How would a system that solves this work? The compilers and interpreters would need to be fixed and trusted; allowing arbitrary ones would allow compiling or interpreting languages lacking memory safety, circumventing the protection. There would also need to be environment primitives that can be written without such guarentees, to allow bootstrapping the environment and providing the low-level building blocks.

The user would download an “app”, a bundle of language source files, and execute it. The OS would then detect that it is a new “app” and compile it to machine code, probably caching the results somewhere. That cache has to be internal to the environment and not accessible by the user, as it is caching raw executables which, if modified and then reexecuted, can bypass memory safety.

These compilers probably wouldn’t be for high-level languages like Rust, but could be. It seems more likely that languages would target memory-safe intermediate languages formats like WebAssembly or JVM bytecode, for which a compiler or interpreter would exist in the OS.
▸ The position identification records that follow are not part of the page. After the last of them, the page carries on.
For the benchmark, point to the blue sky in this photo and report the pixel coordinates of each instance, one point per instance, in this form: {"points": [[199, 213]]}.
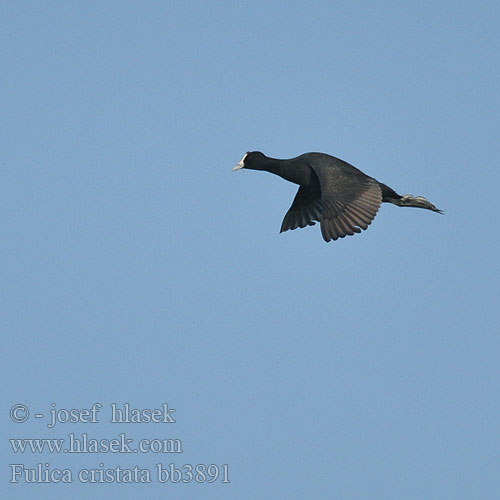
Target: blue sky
{"points": [[139, 269]]}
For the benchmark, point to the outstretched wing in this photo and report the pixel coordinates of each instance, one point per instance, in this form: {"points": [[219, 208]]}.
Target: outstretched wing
{"points": [[305, 209], [349, 198]]}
It could be argued that this approach violates the security-in-layers approach of security engineering. If a bug were found in Rust’s borrow checker that allowed bypassing safe mode, it would be game over. (Let’s assume a Rust compiler in this environment would only load apps whose Rust sources banned unsafe code and whitelisted standard libraries that had unsafe implementations.) Perhaps the aforementioned runtime checks are still necessary for that reason: the memory safety of the environment becomes the weakest link of all memory-safe language compilers supported by the environment. Most environments would probably keep their amount of compilers small and auditable. Many might even opt for just one immediate language and support no others.


We just basically described a web browser executing WebAssembly, but with the hypothetical modification in that the browser is now implemented on the “bare metal” and bypassing existing OS and CPU protections directly. Gary Bernhardt made a “haha, only serious” contribution to this topic regarding JavaScript in his excellent “The Birth and Death of JavaScript” talk many years ago.